Зовут ужинать: уборщица наварила картошки, нажарила сала… Потом приезжие (их порядочно) укладываются спать в комнате верхнего этажа. На полу постлано сено, на сене — рядна и подушки. Подушка в синей ситцевой наволочке пахнет кислым молоком… Начальственность, повелительность сходит с Дробышева, когда он разувается, сидя на полу. Тогда можно вообразить его на войне, в лагере военнопленных (он побывал в германском плену), в любом состоянии, а не только ответственным работником, поучающим, как строить газету и что думать по тому и по другому поводу.

Разуваясь, он расспрашивает председателя укома об уездных делах, и тот отвечает, тоже сидя на полу и разматывая свои портянки. Разговор все отрывочней: устали. Засыпают. На темных подушках белеют лица.

В недрах бывшего помещичьего дома то тут, то там слышатся глухие постукивания, поскрипыванья, шаги. Это, должно быть, уборщица моет пол, передвигает столы и скамьи. А это, должно быть, старый учитель бродит, как домовой.
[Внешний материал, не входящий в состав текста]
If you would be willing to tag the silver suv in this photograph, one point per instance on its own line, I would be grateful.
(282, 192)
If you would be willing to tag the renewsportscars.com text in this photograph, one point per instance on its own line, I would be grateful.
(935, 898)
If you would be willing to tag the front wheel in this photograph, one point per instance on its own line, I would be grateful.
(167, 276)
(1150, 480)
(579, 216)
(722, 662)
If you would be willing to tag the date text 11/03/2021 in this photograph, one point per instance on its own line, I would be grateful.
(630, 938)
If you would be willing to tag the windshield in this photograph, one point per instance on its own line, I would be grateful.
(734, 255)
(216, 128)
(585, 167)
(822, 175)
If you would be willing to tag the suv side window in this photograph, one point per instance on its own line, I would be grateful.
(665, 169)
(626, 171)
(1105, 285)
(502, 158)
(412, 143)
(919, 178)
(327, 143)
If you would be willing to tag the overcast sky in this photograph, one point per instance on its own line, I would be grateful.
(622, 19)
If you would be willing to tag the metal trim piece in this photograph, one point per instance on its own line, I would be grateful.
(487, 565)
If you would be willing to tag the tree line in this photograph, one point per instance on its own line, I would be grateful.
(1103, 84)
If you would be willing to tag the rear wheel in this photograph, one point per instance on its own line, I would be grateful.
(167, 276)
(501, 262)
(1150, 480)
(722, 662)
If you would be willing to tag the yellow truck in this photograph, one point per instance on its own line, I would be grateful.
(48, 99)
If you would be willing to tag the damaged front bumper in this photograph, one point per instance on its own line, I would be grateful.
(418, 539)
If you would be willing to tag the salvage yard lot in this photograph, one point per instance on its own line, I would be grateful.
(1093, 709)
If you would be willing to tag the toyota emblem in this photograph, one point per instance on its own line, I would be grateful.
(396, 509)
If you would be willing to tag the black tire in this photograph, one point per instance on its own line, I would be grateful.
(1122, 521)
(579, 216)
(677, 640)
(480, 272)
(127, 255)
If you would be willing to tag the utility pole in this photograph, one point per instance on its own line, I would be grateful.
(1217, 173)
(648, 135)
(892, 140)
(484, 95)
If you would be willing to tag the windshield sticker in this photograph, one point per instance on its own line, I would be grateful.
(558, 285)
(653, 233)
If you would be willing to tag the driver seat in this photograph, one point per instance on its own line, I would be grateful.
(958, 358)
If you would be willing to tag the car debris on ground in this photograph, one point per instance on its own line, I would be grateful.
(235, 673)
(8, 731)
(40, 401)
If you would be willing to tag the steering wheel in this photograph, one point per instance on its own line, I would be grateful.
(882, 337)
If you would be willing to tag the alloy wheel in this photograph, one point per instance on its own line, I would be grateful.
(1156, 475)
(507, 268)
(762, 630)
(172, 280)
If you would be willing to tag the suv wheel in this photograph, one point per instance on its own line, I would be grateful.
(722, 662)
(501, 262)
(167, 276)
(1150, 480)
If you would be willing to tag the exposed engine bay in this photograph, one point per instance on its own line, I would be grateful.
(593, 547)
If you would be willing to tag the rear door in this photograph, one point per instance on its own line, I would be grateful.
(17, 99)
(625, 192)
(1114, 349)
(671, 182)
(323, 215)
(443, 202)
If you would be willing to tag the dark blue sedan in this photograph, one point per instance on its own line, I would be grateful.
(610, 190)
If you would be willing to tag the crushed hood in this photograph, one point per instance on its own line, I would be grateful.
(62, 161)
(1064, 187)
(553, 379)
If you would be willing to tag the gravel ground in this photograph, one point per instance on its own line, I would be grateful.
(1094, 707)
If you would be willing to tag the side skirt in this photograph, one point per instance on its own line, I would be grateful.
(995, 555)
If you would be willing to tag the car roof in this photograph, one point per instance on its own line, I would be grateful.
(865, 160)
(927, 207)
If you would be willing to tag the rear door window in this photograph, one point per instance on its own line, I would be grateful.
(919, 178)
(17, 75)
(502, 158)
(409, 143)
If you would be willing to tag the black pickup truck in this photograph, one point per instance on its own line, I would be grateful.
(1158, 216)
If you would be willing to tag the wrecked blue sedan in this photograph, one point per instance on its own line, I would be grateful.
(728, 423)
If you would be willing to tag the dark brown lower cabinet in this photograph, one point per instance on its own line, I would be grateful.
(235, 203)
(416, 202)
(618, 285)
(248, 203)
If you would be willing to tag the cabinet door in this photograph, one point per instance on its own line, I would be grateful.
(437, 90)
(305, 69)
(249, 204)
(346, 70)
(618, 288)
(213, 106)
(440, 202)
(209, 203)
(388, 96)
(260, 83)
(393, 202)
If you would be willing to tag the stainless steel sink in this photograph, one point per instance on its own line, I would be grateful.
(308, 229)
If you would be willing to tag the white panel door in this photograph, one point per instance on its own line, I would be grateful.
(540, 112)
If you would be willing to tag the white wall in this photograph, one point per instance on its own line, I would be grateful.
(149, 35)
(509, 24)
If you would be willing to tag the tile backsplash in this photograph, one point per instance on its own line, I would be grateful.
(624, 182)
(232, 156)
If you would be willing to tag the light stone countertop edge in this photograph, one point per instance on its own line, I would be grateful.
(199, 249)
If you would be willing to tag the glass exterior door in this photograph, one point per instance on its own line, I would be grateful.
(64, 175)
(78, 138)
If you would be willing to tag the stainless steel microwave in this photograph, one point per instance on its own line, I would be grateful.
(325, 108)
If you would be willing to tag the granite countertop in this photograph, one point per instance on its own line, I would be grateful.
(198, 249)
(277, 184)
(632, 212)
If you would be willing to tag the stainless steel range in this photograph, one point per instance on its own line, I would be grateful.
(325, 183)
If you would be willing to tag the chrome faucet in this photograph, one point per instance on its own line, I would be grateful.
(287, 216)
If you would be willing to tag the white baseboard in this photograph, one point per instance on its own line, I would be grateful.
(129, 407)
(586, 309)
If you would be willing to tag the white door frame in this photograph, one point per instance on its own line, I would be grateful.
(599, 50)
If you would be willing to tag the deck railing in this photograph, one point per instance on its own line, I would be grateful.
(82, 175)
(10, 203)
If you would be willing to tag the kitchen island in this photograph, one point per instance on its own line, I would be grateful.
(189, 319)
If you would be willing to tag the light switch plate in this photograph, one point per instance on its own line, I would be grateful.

Непостижимо, думает Севастьянов, что такой человек, явно неудачливый и несчастливый, явно проживший жизнь трудовую и трудную, с враждебностью отталкивает от себя классовую правду, которая все озаряет и объясняет, — легче ему, что ли, доживать свой век в потемках? Придется-таки нам попариться, думает Севастьянов, покуда вложим нашу классовую правду во все головы, седые и молодые… В распахнутые окна на засыпающих людей заглядывает луна, закатываясь за темную гущу сада.

46

В сарае слева были навалены бочки и ящики, а справа из пустоты тянуло холодом — от ледника, широкой ямы, где под слоем соломы хранили лед.

Снаружи пылал полдень, тут были сумерки.

Пахло сырой землей, рогожами.

Севастьянов постоял у края ямы, простился мысленно с Кушлей… С кем он прощался? В загробную жизнь он не верил. Лежавший в ледяной яме не мог его услышать.

Но в памяти Севастьянова Кушля жил, вот он выпустил изо рта ленточку дыма, посмотрел весело и задумчиво, сказал: «Замечательная вещь, дорогой товарищ, не поверишь: ноготки моего фасона!» — с этим живым Кушлей простился Севастьянов.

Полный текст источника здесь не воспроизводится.